Вообще убийцы попадаются и «жалостливые». Так Паша Сергеев всегда смотрит исподлобья, но считает себя добродушным человеком. Убивал Паша топором, но бил по голове жертвы не острием, а обухом. На вопрос, почему так, Паша хмурился и отвечал – «жалел». Жалел Паша до такой степени, что от бедной жертвы кусками летели осколки черепа, а мозги брызгали по стенам. Самого Пашу нашли на месте преступления объятым пьяным сном, с прилипшим к щеке обломком черепа.

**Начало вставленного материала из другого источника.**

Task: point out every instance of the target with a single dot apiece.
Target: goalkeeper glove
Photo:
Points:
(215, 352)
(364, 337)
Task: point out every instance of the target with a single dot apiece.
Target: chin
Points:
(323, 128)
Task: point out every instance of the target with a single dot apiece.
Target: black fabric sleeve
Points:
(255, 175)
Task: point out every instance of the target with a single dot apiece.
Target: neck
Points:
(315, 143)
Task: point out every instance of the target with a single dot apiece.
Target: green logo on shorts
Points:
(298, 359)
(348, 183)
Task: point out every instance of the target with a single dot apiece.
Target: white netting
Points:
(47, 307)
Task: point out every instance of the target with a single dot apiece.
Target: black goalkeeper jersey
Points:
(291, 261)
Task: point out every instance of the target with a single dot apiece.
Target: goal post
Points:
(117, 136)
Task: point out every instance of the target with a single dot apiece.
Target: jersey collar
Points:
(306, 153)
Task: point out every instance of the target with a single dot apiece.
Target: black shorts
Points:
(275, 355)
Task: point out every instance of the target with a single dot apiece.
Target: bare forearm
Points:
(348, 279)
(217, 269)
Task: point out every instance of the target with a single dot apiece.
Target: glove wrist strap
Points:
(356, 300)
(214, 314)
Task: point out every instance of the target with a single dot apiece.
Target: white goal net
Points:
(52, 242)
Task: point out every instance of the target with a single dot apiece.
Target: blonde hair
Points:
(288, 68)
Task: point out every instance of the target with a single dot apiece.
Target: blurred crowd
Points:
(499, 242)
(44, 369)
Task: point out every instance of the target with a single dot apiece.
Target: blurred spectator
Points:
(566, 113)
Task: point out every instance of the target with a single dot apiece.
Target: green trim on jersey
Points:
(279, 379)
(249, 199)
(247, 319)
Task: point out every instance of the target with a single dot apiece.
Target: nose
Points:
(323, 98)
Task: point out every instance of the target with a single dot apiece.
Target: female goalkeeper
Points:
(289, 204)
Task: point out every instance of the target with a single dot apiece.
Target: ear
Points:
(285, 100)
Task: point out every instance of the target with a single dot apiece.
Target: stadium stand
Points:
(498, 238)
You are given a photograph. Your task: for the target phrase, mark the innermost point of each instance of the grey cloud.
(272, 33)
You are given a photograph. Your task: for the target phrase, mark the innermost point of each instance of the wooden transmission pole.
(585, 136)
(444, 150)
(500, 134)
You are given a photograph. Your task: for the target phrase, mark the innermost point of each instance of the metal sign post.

Вы скажете – ну куда их выпускать, таких подонков и сильно ошибетесь. Многие из них совершают подобные преступления по болезни, а в здоровом состоянии и котенка не обидят. Правильно подобранное лечение и такой больной становится нормальным, трудоспособным членом общества, вспоминая болезнь и преступление, как страшный сон. Они, отойдя, действительно бывают ошарашены и сильно переживают за содеянное.
А, кроме того, наибольший процент обитателей дурдома составляют люди, совершившие незначительные преступления – украденная банка с вареньем или мешок комбикорма, подожженный стог сена и пьяные угрозы жене – вот истинное лицо спецотделения.
Время к осени и начали появляться первые «тубики». Заболел туберкулезом черный как негр башкир Зайнетдинов. Он и на воле страдал легочными заболеваниями, а спец доконал его. Сидит Зайнетдинов за оплеуху, отвешенную ухогорлоносу на приеме. После обнаружения у него палочек Коха го сразу же переводят в изолятор, в 11 палату и он с хмурым видом ожидает отправки в 16 туберкулезное отделение. Многие завидуют – сорвался на общий режим. Осень, вся в дождях и туманах проходит незаметно. Время тянется как резина, но я убиваю его чтением книг, общением и бесконечными «тусовками» по коридору.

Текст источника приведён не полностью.